Threat Intelligence: Non-Malicious Deviations
One of the flaws is that deviations from normal may not be malicious in nature. They may reflect new behaviors that are non-malicious in nature. For example, new software, new policies, new scope of work, or any other of a myriad of changes may cause a deviation from normal. So it isn’t the deviation from normal alone that we must find, it is the deviation from normal that is malicious. This requires that we understand whether the intent of deviation is bad or good. Classifying the malicious intent of an event is not possible by only examining its frequency.
In fact, one would hope that bad behavior is very infrequent. We should hope that bad things happen at a statistically insignificant rate. And if so, why isn’t it obvious that distinguishing the good from the bad using statistical modeling is not such a great idea?
Who, What, Where, When, Why & How
We have to be able to identify and classify malicious intent even though we don’t have training data. How is this done? How do you identify maliciously intended activity programmatically? How is it done manually? It is very difficult to identify intent manually. Who, What, Where, When, Why & How (W5H) are constantly being evaluated in the mental models of cybersecurity analysts.
In cybersecurity, we have much of the information that addresses W5H. Account names, device names, application names, directory structures, and timestamps, all add to our understanding of four of the five "Ws" and much of the "how." However, "why" is best understood by the enterprise’s most senior analysts.
Context is Critical to Threat Intelligence
In order to understand if an action is of ill intent, an interpretation of the action in the context of the business policies, business model, business processes, personnel, laws, and/or business ethics must be formed. In DarkLight™ we call this Contextual Memory.
For instance, copying data to a thumb drive to transfer data to a client may be perfectly fine and commonly done, but the same action of copying data to a thumb drive to transfer data to a competitor may be against company policy. The former action is to the benefit of the company, the latter to the detriment. Statistically baselining normal behavior is not going to flag malicious intent in this case.

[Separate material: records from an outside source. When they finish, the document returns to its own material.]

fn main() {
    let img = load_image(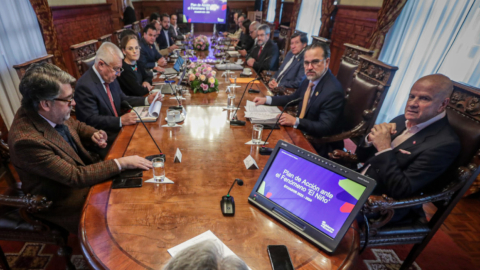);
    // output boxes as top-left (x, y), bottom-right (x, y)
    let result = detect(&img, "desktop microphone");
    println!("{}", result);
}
top-left (121, 100), bottom-right (165, 161)
top-left (258, 98), bottom-right (302, 156)
top-left (220, 178), bottom-right (243, 216)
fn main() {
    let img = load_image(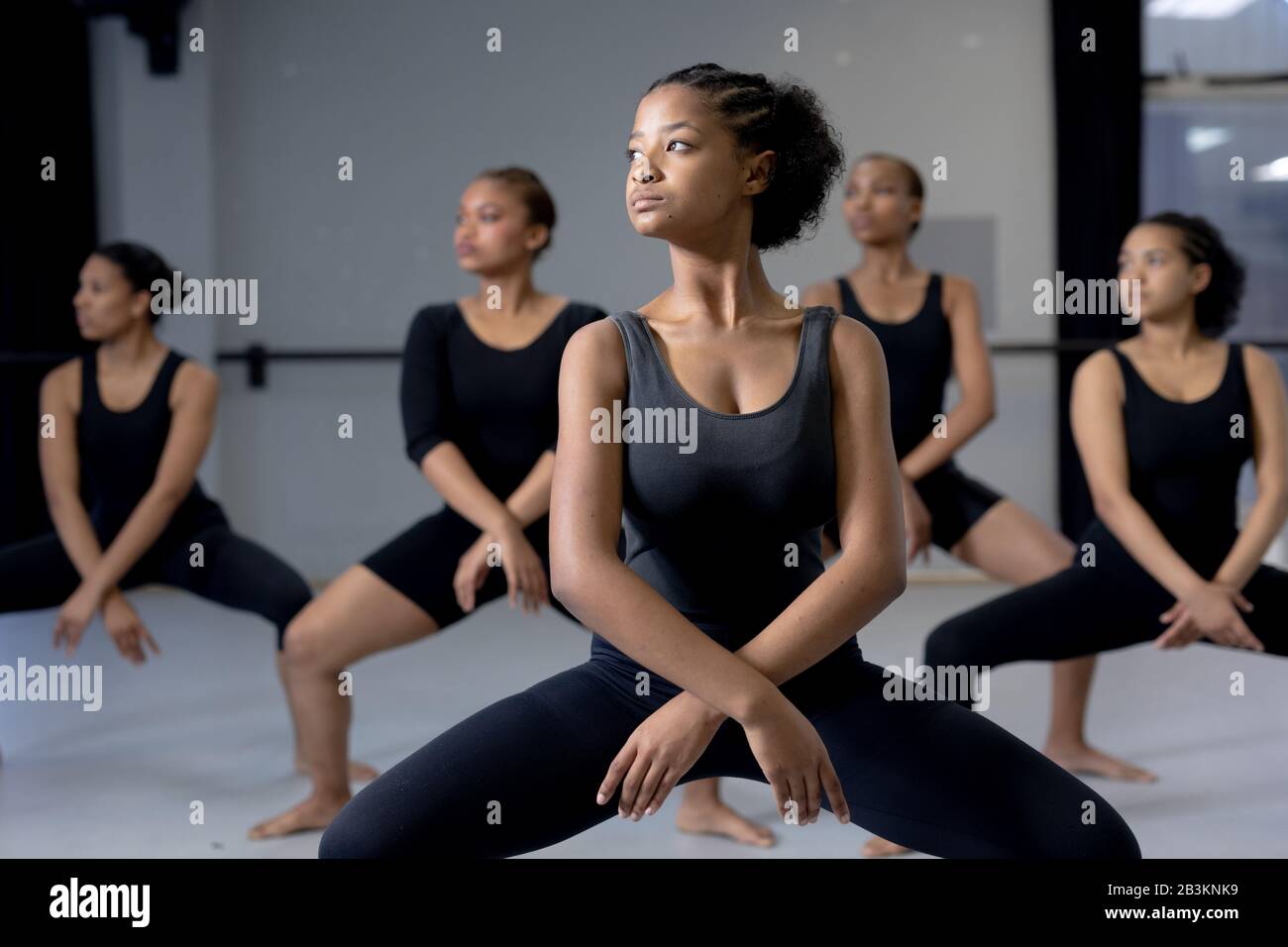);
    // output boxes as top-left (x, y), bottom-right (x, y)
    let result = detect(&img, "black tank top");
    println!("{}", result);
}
top-left (1092, 343), bottom-right (1252, 579)
top-left (76, 349), bottom-right (227, 548)
top-left (591, 307), bottom-right (858, 663)
top-left (836, 273), bottom-right (953, 459)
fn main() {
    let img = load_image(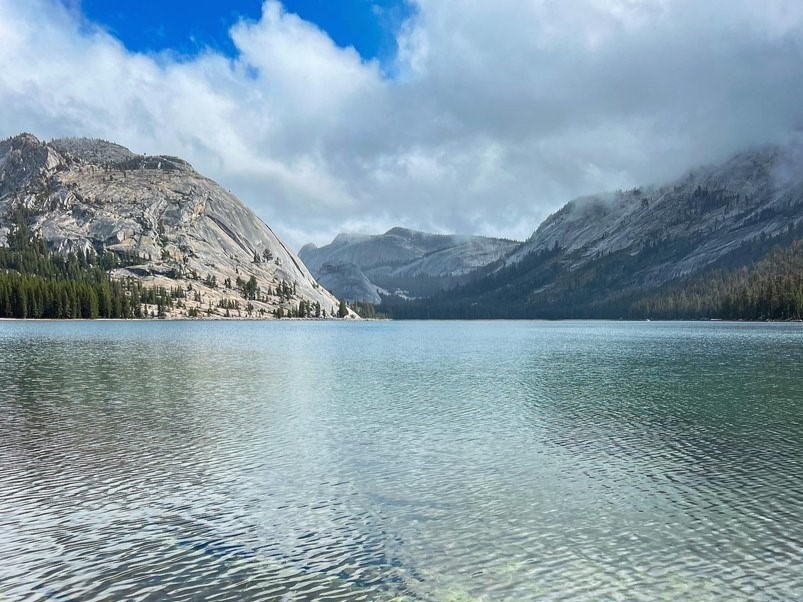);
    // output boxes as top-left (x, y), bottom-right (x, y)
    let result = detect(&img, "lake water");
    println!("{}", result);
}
top-left (0, 322), bottom-right (803, 601)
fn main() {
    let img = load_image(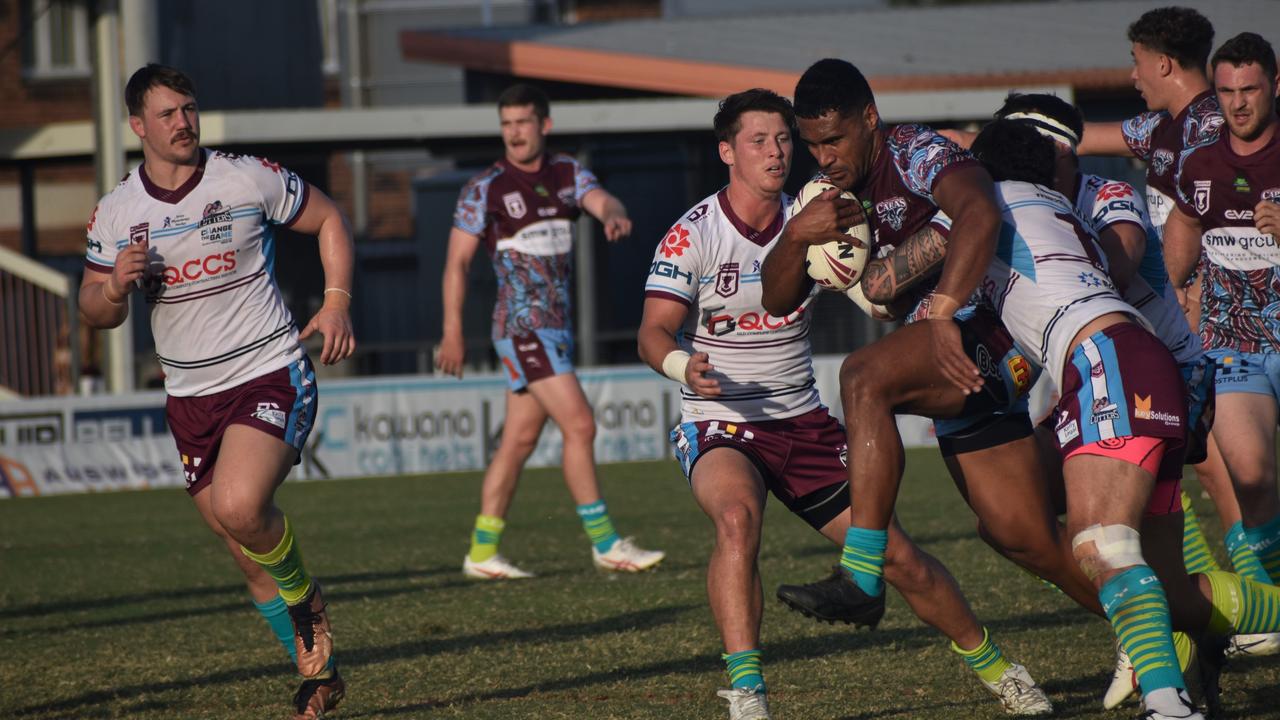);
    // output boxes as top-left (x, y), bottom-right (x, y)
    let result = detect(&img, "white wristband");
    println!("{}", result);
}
top-left (662, 350), bottom-right (690, 384)
top-left (845, 283), bottom-right (890, 319)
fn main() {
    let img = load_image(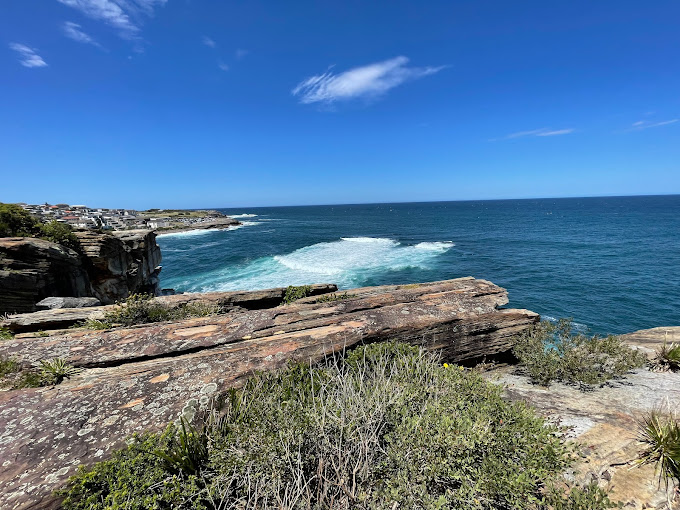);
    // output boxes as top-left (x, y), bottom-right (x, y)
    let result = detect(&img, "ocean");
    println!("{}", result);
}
top-left (158, 195), bottom-right (680, 334)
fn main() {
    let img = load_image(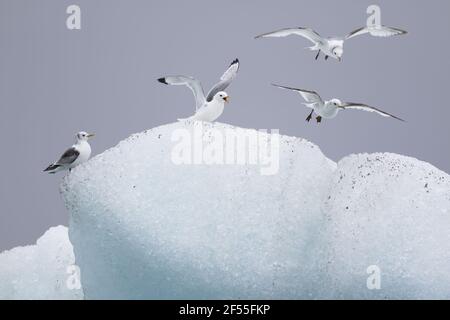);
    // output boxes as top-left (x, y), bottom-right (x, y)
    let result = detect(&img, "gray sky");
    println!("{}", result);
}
top-left (0, 0), bottom-right (450, 251)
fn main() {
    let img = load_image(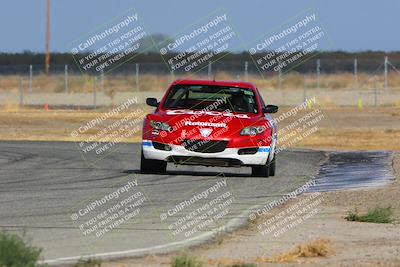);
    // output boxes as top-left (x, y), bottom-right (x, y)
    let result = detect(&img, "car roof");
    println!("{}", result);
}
top-left (172, 79), bottom-right (256, 89)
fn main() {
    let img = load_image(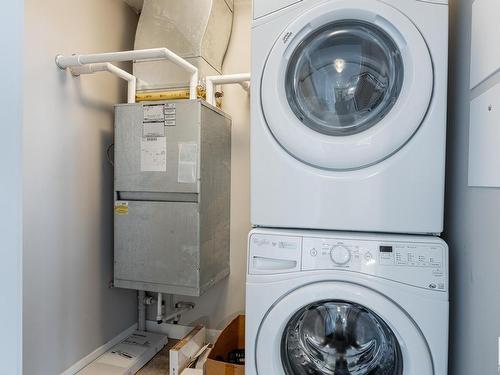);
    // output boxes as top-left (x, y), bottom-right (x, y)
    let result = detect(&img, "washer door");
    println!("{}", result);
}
top-left (261, 0), bottom-right (433, 170)
top-left (255, 281), bottom-right (434, 375)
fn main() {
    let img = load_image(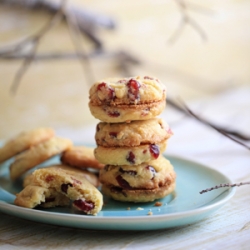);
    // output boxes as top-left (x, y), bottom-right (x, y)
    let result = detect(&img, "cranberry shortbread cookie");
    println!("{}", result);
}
top-left (95, 118), bottom-right (173, 147)
top-left (95, 140), bottom-right (167, 165)
top-left (102, 181), bottom-right (176, 203)
top-left (14, 184), bottom-right (70, 208)
top-left (0, 128), bottom-right (55, 163)
top-left (61, 146), bottom-right (104, 169)
top-left (100, 156), bottom-right (176, 190)
top-left (33, 164), bottom-right (103, 215)
top-left (23, 164), bottom-right (99, 187)
top-left (10, 137), bottom-right (72, 181)
top-left (89, 76), bottom-right (166, 123)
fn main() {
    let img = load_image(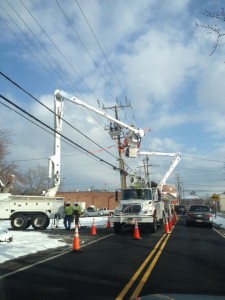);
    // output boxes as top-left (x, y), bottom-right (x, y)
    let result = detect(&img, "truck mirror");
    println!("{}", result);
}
top-left (115, 191), bottom-right (118, 201)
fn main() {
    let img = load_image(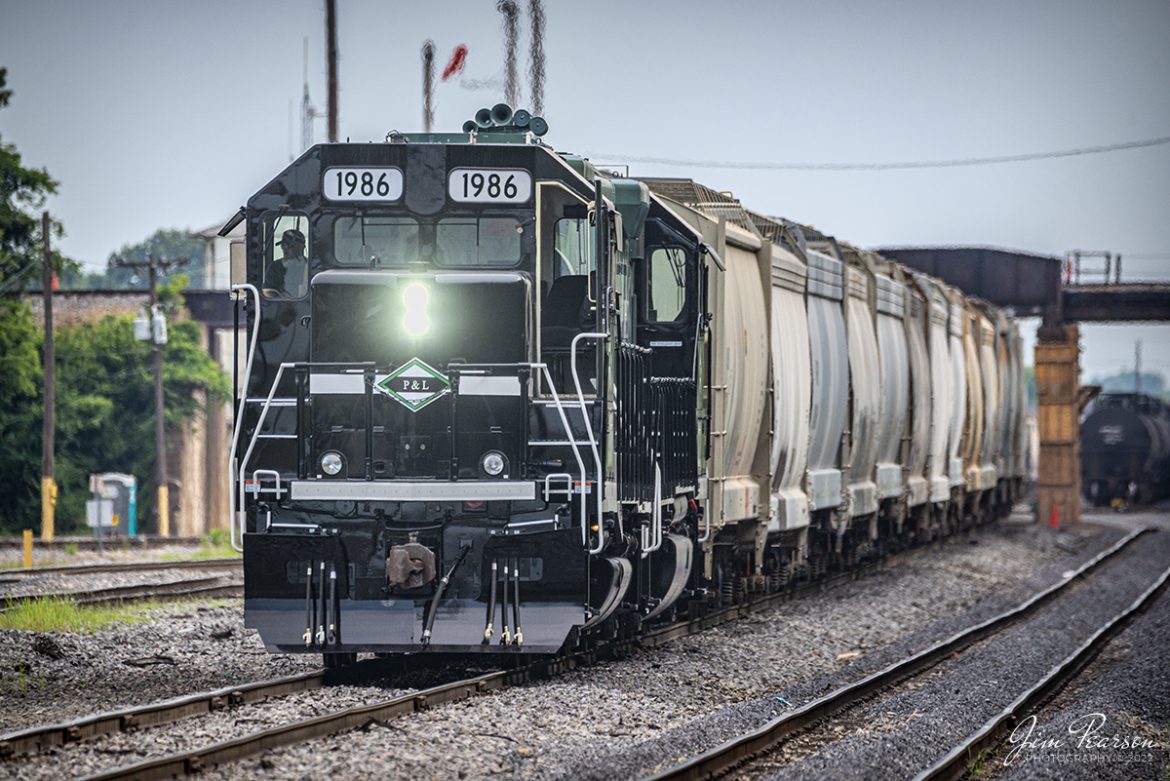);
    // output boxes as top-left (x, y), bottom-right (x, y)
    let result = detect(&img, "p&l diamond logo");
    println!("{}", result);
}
top-left (374, 358), bottom-right (450, 413)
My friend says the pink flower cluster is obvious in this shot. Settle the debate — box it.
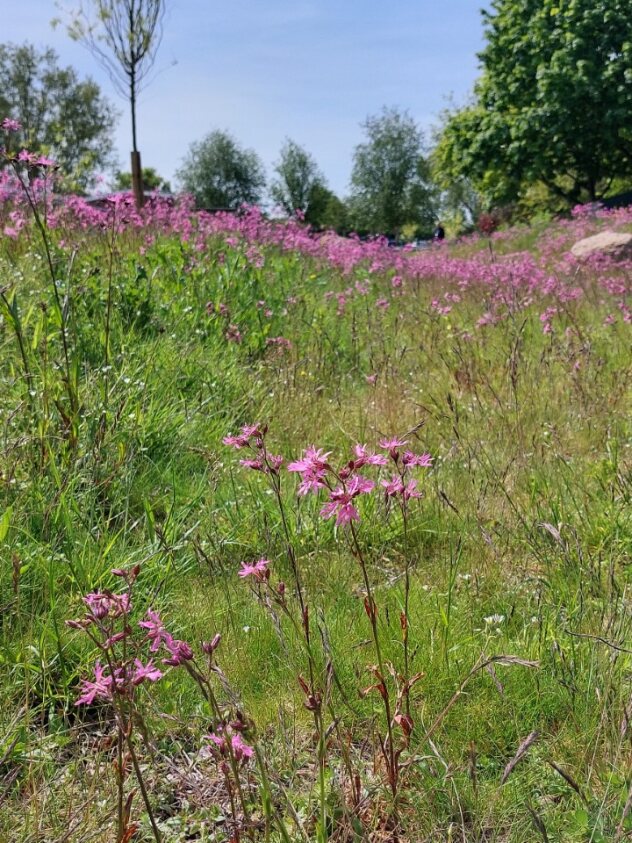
[222,424,283,475]
[224,425,432,528]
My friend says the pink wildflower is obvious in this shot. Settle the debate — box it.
[237,559,270,582]
[75,661,113,705]
[162,633,193,667]
[0,117,22,132]
[320,475,375,527]
[382,475,404,497]
[402,451,432,468]
[287,445,331,495]
[138,609,170,653]
[379,436,408,462]
[353,445,388,469]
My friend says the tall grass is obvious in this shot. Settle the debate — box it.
[0,170,632,843]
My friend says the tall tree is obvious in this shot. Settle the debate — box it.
[351,108,434,236]
[68,0,165,207]
[270,139,325,217]
[176,131,265,210]
[0,44,115,190]
[438,0,632,205]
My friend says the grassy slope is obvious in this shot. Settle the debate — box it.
[0,219,632,843]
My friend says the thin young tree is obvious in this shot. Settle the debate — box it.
[68,0,165,208]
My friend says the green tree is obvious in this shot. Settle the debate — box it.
[270,139,325,216]
[305,182,351,234]
[68,0,165,207]
[0,44,115,190]
[113,167,171,193]
[177,131,265,210]
[437,0,632,206]
[351,108,435,236]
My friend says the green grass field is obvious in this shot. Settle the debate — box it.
[0,206,632,843]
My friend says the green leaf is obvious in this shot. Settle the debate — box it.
[0,506,13,544]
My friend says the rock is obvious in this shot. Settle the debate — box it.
[571,231,632,260]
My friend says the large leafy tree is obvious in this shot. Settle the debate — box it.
[0,44,115,190]
[351,108,434,235]
[437,0,632,209]
[177,131,265,210]
[270,139,325,216]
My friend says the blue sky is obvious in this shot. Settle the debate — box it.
[0,0,485,194]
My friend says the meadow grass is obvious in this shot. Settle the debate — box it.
[0,199,632,843]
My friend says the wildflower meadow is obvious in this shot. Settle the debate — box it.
[0,135,632,843]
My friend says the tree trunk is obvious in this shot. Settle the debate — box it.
[129,74,145,211]
[131,150,145,210]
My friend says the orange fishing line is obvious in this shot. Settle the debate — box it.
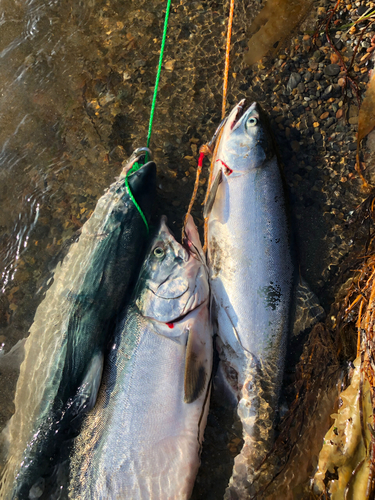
[182,0,234,242]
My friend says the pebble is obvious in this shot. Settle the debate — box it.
[286,73,302,92]
[324,64,340,76]
[366,130,375,153]
[291,141,300,153]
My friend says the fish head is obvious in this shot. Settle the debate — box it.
[214,99,275,178]
[136,217,209,324]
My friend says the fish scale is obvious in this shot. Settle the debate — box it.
[70,218,212,500]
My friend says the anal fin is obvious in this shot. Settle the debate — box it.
[203,169,223,219]
[71,353,104,417]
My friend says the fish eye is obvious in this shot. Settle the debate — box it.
[154,247,165,259]
[246,116,258,127]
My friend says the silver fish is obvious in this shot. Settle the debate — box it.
[70,218,213,500]
[205,101,294,499]
[0,154,156,500]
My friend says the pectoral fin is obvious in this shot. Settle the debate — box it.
[293,278,325,336]
[184,327,208,403]
[203,169,223,219]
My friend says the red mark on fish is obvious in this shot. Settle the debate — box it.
[216,158,233,175]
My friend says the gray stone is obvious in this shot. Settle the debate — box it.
[324,64,340,76]
[286,73,301,92]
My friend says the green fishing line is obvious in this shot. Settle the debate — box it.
[125,0,172,234]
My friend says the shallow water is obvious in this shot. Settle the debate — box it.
[0,0,374,499]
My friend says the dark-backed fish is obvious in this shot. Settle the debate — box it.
[205,101,294,499]
[70,217,212,500]
[0,150,156,500]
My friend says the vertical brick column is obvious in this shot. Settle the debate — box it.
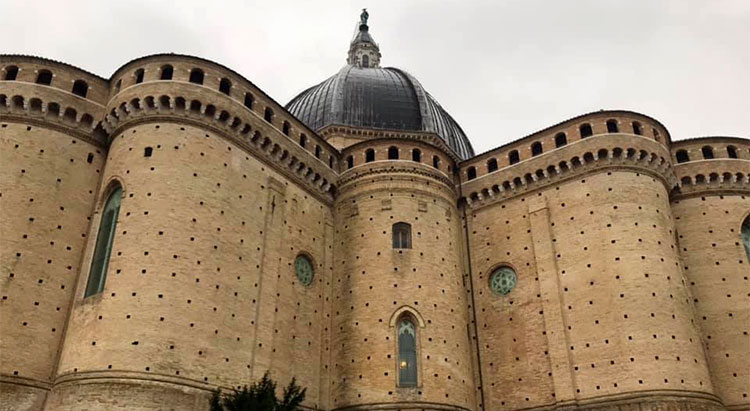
[250,178,286,381]
[529,197,575,402]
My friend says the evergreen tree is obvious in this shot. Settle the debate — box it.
[211,372,307,411]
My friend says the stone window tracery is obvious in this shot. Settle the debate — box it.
[490,266,518,295]
[84,185,122,298]
[294,254,315,286]
[397,314,417,387]
[393,223,411,249]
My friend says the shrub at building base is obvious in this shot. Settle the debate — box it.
[211,372,307,411]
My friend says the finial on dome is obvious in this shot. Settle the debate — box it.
[346,9,380,68]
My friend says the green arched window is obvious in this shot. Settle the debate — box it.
[398,316,417,387]
[742,216,750,262]
[84,186,122,298]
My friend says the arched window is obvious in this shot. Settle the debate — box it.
[675,150,690,163]
[490,266,518,295]
[219,77,232,95]
[531,141,543,157]
[73,80,89,98]
[607,120,618,133]
[487,158,497,173]
[135,69,146,84]
[393,223,411,248]
[388,147,398,160]
[727,146,737,158]
[633,121,643,136]
[396,314,417,387]
[508,150,521,164]
[411,148,422,162]
[742,216,750,262]
[84,185,122,297]
[160,64,174,80]
[190,69,203,84]
[578,124,594,138]
[245,93,255,110]
[36,70,52,86]
[555,133,568,147]
[5,66,18,81]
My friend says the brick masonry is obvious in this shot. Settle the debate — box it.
[0,55,750,410]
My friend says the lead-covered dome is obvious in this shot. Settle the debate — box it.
[286,10,474,159]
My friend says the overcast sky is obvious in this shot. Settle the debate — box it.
[0,0,750,153]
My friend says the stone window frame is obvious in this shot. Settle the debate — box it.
[81,178,127,299]
[388,305,425,390]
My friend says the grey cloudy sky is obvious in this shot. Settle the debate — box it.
[0,0,750,153]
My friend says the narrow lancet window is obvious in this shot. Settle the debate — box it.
[487,158,497,173]
[578,124,594,138]
[388,147,398,160]
[393,223,411,248]
[607,120,619,133]
[742,216,750,262]
[160,65,174,80]
[398,315,417,387]
[84,186,122,297]
[508,150,521,164]
[675,150,690,163]
[555,133,568,147]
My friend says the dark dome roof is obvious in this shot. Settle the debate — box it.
[286,65,474,159]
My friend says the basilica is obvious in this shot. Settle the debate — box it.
[0,11,750,411]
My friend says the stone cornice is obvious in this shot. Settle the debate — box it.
[671,158,750,200]
[339,160,455,192]
[318,124,461,163]
[104,85,338,204]
[461,135,677,208]
[0,114,107,152]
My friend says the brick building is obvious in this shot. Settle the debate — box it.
[0,12,750,411]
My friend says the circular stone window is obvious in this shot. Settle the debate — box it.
[294,254,315,286]
[490,267,518,295]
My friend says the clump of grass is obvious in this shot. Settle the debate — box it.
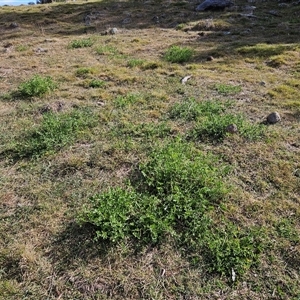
[78,140,261,275]
[95,45,119,55]
[89,79,105,88]
[188,114,264,142]
[10,109,96,159]
[69,38,94,49]
[16,45,29,52]
[164,46,194,63]
[203,221,264,277]
[76,67,94,78]
[214,83,242,96]
[169,98,231,121]
[127,58,145,68]
[112,122,172,139]
[80,142,227,244]
[17,75,57,97]
[237,44,296,58]
[114,93,141,108]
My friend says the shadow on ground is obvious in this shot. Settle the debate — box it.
[0,0,300,45]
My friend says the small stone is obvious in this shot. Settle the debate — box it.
[226,124,238,134]
[267,111,281,124]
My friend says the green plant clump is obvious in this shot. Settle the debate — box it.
[78,140,261,274]
[169,98,231,121]
[69,38,94,49]
[18,75,57,97]
[11,110,96,158]
[189,114,264,142]
[127,58,145,68]
[214,83,242,96]
[164,46,194,63]
[89,79,105,88]
[114,93,141,108]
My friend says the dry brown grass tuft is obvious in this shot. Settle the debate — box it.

Enterprises need to be able to tap into the knowledge and experience they have with the enterprise to apply it to the situation. Situational awareness is the cornerstone of excellent cybersecurity. Actions of malicious intent have a better chance of standing out as odd when the observer is situationally aware.
Good analysts with this situational awarenesscan and do spot “odd behaviors” occurring within the enterprise. Of course, a real problem is they are bowled over with the amount of data they must observe.
They need computational help, not with statistically modeling normal behaviors, but with conceptually modeling the enterprise’s policies, assets, business model and processes, applications, employee's roles and responsibilities, laws, and ethics.
To do a truly comprehensive job of protecting your enterprise, your toolkit has to include a conceptual modeling capability. In DarkLight, artificial intelligence drives cybersecurity conceptual models to create conceptual graphs (a knowledge-based system), where the cyber-analysts represent their expert opinion on what is good and what is bad within their enterprise.
Does your toolkit include conceptual modeling?